Memorando de entendimento entre Toronto e Lisboa
Sim, Lisboa e Toronto têm escalas diferentes. Mas têm também muito em comum: são ambas cidades que apostam no empreendedorismo, na criatividade, na inovação e no conhecimento; são cidades onde a diversidade multicultural é um facto e onde as pessoas e instituições a acolhem e algumas até estimulam; são cidades seguras; são destinos referência nos seus países; ambas estão em países que são vizinhos de países maiores – e portas de entradas para mercados apetecíveis; ambas as cidades têm boa fama e reúnem simpatia e boa-vontade, de forma geral; a existência de uma comunidade portuguesa grande em Toronto faz desta cidade especial conhecedora da nossa cultura (há uma Little Portugal em Toronto, e por lá não faltam pastelarias com pasteis de nata ou pratos de bacalhau); e so on and so forth.
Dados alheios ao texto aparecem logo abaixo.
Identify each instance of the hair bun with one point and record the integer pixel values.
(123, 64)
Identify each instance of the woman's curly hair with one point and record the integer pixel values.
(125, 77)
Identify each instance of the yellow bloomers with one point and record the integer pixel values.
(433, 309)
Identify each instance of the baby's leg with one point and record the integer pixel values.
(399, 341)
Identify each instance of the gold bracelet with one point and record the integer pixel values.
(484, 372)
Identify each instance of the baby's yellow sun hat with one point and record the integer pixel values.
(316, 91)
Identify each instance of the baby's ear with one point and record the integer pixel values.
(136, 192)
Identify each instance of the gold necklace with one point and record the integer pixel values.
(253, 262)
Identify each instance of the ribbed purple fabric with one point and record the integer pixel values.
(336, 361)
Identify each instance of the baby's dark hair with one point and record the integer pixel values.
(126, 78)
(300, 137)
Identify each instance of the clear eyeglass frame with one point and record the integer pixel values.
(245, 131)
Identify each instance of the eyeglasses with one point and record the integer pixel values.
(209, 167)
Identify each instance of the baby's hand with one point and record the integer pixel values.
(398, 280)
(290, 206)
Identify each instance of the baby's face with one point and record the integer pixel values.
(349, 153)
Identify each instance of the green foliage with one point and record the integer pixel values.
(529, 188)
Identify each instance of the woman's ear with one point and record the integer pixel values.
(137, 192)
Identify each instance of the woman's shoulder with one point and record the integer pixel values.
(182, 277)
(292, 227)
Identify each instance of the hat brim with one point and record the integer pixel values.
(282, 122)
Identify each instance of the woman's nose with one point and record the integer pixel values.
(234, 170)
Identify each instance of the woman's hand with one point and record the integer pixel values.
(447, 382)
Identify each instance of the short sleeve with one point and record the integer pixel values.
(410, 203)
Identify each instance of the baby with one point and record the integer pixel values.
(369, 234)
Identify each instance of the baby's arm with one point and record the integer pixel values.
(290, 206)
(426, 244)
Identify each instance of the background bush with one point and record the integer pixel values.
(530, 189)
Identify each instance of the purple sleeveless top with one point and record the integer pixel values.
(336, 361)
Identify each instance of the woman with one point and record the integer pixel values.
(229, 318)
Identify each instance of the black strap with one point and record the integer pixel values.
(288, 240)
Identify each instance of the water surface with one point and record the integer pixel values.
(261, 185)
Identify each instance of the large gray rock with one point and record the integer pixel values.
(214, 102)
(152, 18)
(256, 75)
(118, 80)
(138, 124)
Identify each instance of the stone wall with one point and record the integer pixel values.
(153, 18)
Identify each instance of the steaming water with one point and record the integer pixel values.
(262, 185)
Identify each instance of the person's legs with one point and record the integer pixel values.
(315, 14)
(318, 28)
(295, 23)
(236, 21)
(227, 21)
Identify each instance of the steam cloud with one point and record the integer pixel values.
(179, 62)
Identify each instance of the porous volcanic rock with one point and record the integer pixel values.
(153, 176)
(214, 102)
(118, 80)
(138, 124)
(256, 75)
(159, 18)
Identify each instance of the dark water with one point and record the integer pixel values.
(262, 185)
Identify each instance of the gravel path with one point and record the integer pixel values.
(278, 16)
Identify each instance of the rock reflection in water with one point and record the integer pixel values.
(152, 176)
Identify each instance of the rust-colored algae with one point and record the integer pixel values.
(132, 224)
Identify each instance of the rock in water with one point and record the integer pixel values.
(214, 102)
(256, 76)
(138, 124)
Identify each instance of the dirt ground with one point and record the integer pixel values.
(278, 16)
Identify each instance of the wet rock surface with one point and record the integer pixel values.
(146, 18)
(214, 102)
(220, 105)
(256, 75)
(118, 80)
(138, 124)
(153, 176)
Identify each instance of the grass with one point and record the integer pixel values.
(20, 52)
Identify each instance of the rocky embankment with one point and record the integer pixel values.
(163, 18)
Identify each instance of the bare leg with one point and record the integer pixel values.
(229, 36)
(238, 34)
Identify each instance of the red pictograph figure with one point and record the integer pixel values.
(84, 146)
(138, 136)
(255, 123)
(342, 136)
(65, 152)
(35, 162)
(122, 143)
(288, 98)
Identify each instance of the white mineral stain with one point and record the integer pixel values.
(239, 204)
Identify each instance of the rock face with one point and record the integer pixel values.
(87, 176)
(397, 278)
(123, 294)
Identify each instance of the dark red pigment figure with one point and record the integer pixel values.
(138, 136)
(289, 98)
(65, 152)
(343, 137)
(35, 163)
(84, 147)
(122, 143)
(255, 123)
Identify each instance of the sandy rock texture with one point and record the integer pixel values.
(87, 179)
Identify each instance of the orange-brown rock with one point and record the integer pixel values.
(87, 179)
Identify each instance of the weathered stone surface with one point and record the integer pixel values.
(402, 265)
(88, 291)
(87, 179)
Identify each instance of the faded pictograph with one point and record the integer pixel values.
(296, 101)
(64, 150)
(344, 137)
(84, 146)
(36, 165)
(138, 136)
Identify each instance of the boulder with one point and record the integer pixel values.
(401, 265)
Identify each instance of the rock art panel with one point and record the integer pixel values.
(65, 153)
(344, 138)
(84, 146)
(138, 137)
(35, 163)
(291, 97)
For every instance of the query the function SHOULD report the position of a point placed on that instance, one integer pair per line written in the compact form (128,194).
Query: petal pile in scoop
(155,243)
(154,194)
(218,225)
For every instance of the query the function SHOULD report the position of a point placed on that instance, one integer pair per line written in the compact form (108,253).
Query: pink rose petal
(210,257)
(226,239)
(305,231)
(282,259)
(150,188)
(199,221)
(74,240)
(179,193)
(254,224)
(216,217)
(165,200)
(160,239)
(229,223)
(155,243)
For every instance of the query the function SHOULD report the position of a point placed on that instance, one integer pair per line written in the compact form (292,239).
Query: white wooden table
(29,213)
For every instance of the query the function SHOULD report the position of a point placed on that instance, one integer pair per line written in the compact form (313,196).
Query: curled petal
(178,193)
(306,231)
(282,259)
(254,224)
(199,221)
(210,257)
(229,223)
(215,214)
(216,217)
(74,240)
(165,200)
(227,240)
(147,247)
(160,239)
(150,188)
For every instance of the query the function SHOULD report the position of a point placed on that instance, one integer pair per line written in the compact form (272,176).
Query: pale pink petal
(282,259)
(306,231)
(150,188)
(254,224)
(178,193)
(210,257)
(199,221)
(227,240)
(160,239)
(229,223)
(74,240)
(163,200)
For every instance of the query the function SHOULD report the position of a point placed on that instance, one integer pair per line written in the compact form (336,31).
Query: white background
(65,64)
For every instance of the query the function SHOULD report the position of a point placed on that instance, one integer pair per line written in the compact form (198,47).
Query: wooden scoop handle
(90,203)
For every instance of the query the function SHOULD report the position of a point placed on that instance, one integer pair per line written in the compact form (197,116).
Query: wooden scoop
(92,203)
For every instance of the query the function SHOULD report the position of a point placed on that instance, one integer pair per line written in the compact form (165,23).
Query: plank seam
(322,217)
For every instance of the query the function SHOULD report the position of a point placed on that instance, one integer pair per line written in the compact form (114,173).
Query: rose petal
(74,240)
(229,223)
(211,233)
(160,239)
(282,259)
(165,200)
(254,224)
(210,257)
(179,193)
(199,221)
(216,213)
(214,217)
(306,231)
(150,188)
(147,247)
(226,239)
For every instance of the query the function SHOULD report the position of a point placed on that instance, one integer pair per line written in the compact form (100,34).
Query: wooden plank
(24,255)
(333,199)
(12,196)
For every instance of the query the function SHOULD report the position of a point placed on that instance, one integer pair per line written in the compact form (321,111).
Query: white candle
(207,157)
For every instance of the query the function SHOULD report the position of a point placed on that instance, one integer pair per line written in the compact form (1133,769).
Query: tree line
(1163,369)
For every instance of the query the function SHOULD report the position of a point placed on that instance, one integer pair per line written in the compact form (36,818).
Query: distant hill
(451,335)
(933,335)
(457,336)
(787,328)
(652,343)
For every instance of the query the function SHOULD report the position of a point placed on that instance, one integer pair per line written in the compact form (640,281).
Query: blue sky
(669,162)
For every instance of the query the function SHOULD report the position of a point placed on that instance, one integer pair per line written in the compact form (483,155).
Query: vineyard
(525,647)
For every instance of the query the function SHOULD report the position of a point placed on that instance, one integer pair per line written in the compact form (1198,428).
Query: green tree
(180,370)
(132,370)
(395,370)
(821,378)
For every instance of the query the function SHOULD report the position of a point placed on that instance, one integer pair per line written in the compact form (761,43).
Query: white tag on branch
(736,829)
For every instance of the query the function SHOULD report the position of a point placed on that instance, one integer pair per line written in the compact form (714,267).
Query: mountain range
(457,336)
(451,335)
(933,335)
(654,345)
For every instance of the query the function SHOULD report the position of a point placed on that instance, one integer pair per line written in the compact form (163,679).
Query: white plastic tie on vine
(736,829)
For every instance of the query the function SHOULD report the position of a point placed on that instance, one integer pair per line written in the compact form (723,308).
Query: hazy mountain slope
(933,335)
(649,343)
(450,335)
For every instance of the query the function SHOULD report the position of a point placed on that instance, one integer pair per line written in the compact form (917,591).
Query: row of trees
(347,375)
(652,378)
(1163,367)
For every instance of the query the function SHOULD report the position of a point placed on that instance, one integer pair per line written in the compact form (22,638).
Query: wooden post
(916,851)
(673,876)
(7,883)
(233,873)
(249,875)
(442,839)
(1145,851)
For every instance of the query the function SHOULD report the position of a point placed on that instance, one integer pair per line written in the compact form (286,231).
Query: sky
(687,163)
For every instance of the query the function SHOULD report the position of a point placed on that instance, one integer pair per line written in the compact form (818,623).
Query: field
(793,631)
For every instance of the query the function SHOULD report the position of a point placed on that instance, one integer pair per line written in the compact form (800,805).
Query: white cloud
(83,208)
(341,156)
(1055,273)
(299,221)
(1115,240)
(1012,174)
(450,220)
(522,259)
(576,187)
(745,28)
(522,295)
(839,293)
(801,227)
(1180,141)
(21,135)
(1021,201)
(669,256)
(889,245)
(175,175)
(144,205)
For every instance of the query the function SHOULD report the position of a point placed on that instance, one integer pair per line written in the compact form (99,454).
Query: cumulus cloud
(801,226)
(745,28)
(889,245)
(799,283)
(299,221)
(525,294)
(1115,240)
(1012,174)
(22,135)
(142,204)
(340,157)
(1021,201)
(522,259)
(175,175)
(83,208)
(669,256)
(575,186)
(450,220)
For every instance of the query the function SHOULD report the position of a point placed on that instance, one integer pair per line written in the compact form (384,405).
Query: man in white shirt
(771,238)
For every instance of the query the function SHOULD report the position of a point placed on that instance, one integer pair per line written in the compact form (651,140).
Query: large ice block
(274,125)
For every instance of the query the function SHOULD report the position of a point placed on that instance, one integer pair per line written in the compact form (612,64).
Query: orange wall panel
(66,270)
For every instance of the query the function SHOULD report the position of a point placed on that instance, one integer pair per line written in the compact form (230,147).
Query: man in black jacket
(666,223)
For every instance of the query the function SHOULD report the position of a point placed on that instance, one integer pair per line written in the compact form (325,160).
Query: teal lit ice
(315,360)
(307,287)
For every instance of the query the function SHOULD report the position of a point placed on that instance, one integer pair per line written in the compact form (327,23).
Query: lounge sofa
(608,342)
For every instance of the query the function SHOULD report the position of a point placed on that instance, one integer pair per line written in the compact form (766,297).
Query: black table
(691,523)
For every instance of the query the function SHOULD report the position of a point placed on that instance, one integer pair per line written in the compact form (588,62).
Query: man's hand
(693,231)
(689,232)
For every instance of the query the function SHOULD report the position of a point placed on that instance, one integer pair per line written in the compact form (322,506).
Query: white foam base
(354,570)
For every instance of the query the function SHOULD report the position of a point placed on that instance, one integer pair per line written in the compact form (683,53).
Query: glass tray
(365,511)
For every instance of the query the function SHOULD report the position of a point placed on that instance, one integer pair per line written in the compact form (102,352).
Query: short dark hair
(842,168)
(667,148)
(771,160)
Foram estas semelhanças o motor da vontade de colaborar e potenciar as sinergias entre as duas cidades e os seus ecossistemas. Do momento da assinatura do protocolo fica uma foto – dos resultados do mesmo esperamos vir a partilhar projetos muito em breve.
Quayside: reimagining cities to improve quality of life.
QUAYSIDE é um projeto da SideWalk Labs com uma dimensão utópica e potencial de ficção científica: a ideia é utilizar a tecnologia e conhecimentos de hoje para construir, do zero, uma autêntica cidade sustentável, inteligente, equilibrada e com uma comunidade a vivê-la. O desafio é enorme e fascinante: cerca de uma centena de profissionais com as mais diversas formações e experiências idealizam um sonho comum – e investigam para o construir.
Sim, este é o projeto onde qualquer pessoa que se preocupe com o futuro, e com as cidades do e no futuro, gostaria de trabalhar. E vai nascer em Toronto, num espaço junto ao lago Ontario. Nicole LeBlanc, Investments & Partnerships Director, que nos apresentou o QUAYSIDE, deu-nos alguns exemplos dos desafios que enfrentam: planear edifícios com vários andares com a estrutura base de madeira e materiais naturais; escolher o que de melhor se faz no mundo inteiro em termos de boas práticas de gestão inteligente da cidade (do trânsito à gestão de resíduos) e adotar as melhores inovações, desenvolvendo de raiz outras tantas soluções; ou gerar um equilíbrio entre habitantes, atraindo pessoas e famílias de diferentes rendimentos, e possibilitando que as suas casas cresçam caso as necessidades familiares se alterem. Uau.
A Shifter já escreveu sobre isto e vamos recomendar a leitura desse texto, mas antes ainda deixamos aqui alguns caminhos para explorar mais sobre este projeto: o podcast, alguns princípios de acessibilidade, produção e habitação acessível, bem-estar em comunidades urbanas.
Este projeto inspirador não é uma maneira ótima de terminar a viagem a Toronto?